While these findings represent a step forward in developing a coherent picture of the competition between pre-LSCs and HSPCs and how this may lead to full-blown malignancies, many gaps remain in this developing story. Perhaps Cai et al.’s most compelling new findings are the links demonstrated between Runx1 mutations, reduced Ribi, and p53-independent stress resistance phenotypes. These findings, however, raise a series of theoretical issues. One such question is the mechanism of how the changes in Ribi induced by Runx1 mutations lead to stress resistance in HSPCs. In other words, is this phenomenon simply the result of slow growth resulting from Runx1 deficiency, or do other mechanisms contribute specifically in the case of reduced Ribi? It will also be interesting to explore which ribosome genes are major players in Ribi phenotypes induced by Runx1 mutations.

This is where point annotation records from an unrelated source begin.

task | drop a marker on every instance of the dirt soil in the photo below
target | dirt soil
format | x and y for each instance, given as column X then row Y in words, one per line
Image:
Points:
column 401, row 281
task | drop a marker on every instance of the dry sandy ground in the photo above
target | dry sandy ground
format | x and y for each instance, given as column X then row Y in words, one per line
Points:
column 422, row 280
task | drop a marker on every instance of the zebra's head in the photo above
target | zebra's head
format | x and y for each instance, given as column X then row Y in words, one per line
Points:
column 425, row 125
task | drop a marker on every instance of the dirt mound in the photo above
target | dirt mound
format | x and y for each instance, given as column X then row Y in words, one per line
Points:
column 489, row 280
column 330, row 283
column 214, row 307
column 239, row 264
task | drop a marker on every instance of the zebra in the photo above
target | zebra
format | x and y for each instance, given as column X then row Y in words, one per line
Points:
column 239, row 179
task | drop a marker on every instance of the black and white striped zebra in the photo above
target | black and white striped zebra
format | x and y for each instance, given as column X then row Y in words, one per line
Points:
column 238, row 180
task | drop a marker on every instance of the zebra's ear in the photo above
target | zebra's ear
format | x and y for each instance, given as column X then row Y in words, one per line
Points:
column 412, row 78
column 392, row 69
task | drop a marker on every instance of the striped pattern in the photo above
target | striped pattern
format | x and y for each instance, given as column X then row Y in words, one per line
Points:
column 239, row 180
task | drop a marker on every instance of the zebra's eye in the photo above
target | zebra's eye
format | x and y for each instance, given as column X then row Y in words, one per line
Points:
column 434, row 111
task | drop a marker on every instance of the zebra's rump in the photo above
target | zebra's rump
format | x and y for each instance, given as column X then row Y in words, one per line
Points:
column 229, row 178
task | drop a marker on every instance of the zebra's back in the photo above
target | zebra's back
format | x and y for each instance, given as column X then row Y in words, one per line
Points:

For example, are one or a few members of the perturbed ribosome genes able to restore the phenotype of Runx1-mutated HSPCs? Located on chromosomal 21, the RUNX1 gene is also involved in chromosomal translocations in leukemia, and the RUNX1-ETO fusion protein by t(8;21) is one of the most common translocations in AML (
). It will also be interesting to unravel whether Ribi contributes to leukemia pathogenesis induced by RUNX1 fusion proteins. The answer to these questions will no doubt be the focus of future studies, which will lead to a deeper characterization of these mechanisms, such as specific downstream targets, and the development of new therapeutic approaches designed to eradicate stress-resistant leukemic and pre-leukemic HSPCs while restoring normal hematopoiesis (Figure 1). As ribosomopathies have also been associated with an increased predisposition to cancer, these findings may have wide-ranging implications in other cancers.
Loss-of-function RUNX1 mutations are common in myelodysplastic syndrome and leukemia and can be early events. Cai et al. demonstrate that Runx1 loss decreases ribosome biogenesis and translation in hematopoietic stem and progenitor cells and confers resistance to endogenous and genotoxic stress.